Right now we've hardcoded the # of dimensions, but that shouldn't be an issue for the time being.

I've been looking at the example of the Accord framework on how to classify using, Naive Bayes, but I can't really figure out how to put it to practice. Mainly because the example uses text while we're working with numbers and I'm not very understanding of how the classification works. See the example on how to implement Naive Bayes.

Basically, I have my original matrix containing my features and their TF-IDF values (see sample above) and I want to classify them by using the matrix containing my PCA's (output of pca.Transform method). At the moment, I only have 2 classes in which I want to classify my emails (Registration and Submission). How would I achieve this? Also, how would I expand this in case I want to add multiple classes in the future?
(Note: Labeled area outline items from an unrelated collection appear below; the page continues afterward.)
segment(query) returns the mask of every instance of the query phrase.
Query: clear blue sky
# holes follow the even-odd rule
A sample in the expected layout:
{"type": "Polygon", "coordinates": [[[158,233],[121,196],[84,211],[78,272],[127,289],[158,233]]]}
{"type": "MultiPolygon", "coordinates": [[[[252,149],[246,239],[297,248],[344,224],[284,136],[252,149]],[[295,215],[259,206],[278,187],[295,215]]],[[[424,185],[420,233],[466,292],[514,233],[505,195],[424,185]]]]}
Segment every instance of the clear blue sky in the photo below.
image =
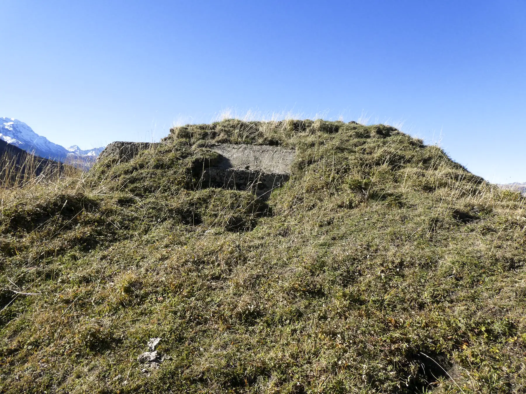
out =
{"type": "Polygon", "coordinates": [[[0,116],[66,147],[229,108],[364,115],[526,181],[524,0],[0,0],[0,116]]]}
Example output should be something like:

doc1 Registration
doc2 Registration
doc3 Registration
doc4 Submission
doc5 Submission

Solution

If you are interested in doing classification, then perhaps LDA (and its variants) would be better suited for your case. The fact is that PCA attempts to minimize the variance by looking solely at your data. However, if you have extra information about your data, such as class labels, there are better ways to achieve what you need.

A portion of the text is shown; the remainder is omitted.